• Tempo e Eternidade

     

                 Fortuitamente, o tempo escoa pelos caibros da casa e, como água, apodrece a madeira e ,como caruncho ,a roi de dentro para fora e de fora para dentro. O menino cresce um pouco cada dia com o passar do tempo, e acha que o tempo é eterno,  e não o vê passar, pois para ele está tudo sempre no mesmo lugar, a mãe e o pai estão sempre ali. 

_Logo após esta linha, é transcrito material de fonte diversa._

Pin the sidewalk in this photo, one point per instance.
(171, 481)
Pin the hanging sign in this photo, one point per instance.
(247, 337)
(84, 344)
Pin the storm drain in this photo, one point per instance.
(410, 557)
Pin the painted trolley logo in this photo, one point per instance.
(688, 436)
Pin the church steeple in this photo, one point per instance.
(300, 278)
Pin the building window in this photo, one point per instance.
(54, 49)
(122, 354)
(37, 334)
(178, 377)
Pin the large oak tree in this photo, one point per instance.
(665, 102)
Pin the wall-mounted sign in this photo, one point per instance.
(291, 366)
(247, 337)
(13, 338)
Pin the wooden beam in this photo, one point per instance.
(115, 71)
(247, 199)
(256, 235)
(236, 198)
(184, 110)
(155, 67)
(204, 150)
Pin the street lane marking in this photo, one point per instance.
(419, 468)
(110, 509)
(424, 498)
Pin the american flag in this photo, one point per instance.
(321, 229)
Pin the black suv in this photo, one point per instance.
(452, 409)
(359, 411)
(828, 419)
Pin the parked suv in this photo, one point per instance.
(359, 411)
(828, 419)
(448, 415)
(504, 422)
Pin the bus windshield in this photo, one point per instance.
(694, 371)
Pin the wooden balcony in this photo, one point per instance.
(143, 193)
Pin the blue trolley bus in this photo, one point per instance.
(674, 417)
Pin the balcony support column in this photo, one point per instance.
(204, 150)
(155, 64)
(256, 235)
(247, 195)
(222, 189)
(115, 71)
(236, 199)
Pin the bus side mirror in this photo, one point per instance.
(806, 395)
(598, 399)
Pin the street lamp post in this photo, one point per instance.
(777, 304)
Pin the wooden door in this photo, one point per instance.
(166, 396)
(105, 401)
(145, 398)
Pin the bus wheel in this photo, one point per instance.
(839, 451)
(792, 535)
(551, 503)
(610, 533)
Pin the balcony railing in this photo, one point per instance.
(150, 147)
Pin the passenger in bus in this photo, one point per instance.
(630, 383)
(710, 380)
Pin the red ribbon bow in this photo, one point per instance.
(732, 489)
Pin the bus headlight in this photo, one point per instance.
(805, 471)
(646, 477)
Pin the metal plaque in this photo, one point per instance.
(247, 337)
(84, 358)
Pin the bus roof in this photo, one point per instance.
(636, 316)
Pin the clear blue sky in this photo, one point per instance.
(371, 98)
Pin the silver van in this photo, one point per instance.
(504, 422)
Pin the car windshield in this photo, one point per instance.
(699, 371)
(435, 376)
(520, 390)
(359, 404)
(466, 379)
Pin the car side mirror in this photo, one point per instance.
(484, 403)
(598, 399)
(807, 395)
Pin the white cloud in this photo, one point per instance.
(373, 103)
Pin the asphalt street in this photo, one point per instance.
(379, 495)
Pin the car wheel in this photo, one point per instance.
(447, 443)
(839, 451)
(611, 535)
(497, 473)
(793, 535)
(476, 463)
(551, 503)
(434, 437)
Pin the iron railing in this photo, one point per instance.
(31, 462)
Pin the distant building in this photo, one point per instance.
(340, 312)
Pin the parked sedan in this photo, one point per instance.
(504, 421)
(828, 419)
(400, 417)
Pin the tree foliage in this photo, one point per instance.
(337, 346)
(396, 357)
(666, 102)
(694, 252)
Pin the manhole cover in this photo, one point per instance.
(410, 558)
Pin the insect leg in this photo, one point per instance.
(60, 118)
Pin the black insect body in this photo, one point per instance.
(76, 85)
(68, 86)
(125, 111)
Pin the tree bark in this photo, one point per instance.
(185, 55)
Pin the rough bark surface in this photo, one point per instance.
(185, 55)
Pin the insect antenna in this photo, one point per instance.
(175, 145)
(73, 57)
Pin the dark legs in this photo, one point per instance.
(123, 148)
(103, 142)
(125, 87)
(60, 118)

                 Os irmãos já não mudam, parecem sempre os mesmos. Mesma a escola, mesma a professora. Mesmos os livros e cadernos. Tudo parece fixo, tudo parece para sempre. Mas o tempo escorre feito gordura rançosa e como fuligem vai pretejando as panelas, enfumaçando a cumeeira.

                 Certo dia ,ao voltar da escola, o menino recebe a notícia da morte da vovó e ,de repente, o tempo entra na sua vida de outra maneira. Tudo não é sempre igual. A gente fica velho. A gente adoece, a gente morre. Revolta e desconforto invadem seu dia.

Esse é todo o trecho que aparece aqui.